The filet mignon is tender and satisfying at Chadwicks in...

The filet mignon is tender and satisfying at Chadwicks in Rockville Centre. (Sept. 7, 2013) Credit: Jeremy Bales

Chadwicks American Chophouse & Bar drops its apostrophe and adds new flavor to the restaurant hub of Rockville Centre. Since executive chef Art Gustafson bought the place in April, dining here has improved and so has the atmosphere.

Situated opposite the Rockville Centre station of the Long Island Rail Road, Chadwicks is a comfortable stop for New American fare and continental mainstays. Gustafson knows both and bridges them well, turning out handsomely plated, often appealing fare.

Lobster bisque, coral-hued and rich, floats lobster meat. The French onion soup, bracing and satisfying, is a three-onion and three-cheese production. Tango tango shrimp updates the shrimp cocktail with tempura shellfish, sweet chili sauce and salsa fresca. There's crunchy, blond fried calamari. And the tuna tartare is high-grade, with just enough spicing.

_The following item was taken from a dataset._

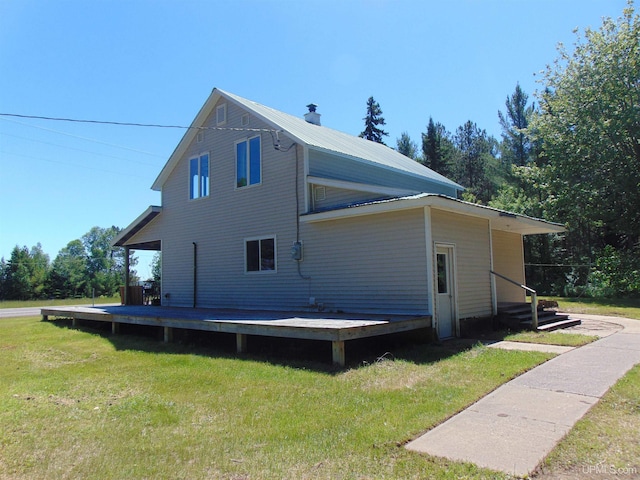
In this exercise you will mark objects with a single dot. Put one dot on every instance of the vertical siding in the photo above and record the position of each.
(508, 260)
(470, 235)
(374, 263)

But the jumbo lump crabcake arrives overdone and not too crabby. "Crispy pork belly" shows up on the soft side and doesn't benefit from either the sweet honey-chipotle glaze or apple-carrot slaw. You're better off with the lobster quesadilla, with butter-poached lobster, tomato-avocado salsa, Peppadew peppers and chipotle-spiked mayo.

The grilled, smoky, heart-of-romaine spin on the wedge salad is good, capped with bacon and crumbled blue cheese. It's preferable to the too-sweet apple-Gorgonzola number and the overorchestrated walnut-and-goat cheese affair. Consider a frittata with spinach.

Grilled steaks at Chadwicks are tender and satisfying, especially the filet mignon and the Black Angus strip. Have yours with garlic mashed potatoes or pommes frites instead of the pasty Parmesan risotto. Bearnaise sauce is better than the Port reduction, too. Juicy prime rib may be a special. Moist pork chop fresco, a Parmesan-breaded variation on Milanese, doesn't need melted mozzarella.

Grilled chicken breast finds a foil in garlic-lemon aioli. Roasted duck, however, is overcooked and not helped by the honey-pepper-fig glaze, either. Wasabi aioli and honey-soy glaze bring too much gilding to the three nut-crusted ahi tuna. Good St. Peter's fish, finished with lobster meat, toasted bread crumbs and chardonnay-lobster sauce, actually is more restrained.

Desserts are an eclectic group. The refreshing gelato sliders translate into vanilla and chocolate chip sandwiched between chocolate-chip cookies. Lush dulce de leche crème brûlée and Belgian chocolate mousse top the limp apple tart and the English trifle, which suggests a reshaped birthday cake.

That's all right. Chadwicks has a welcome, join-the-party mood.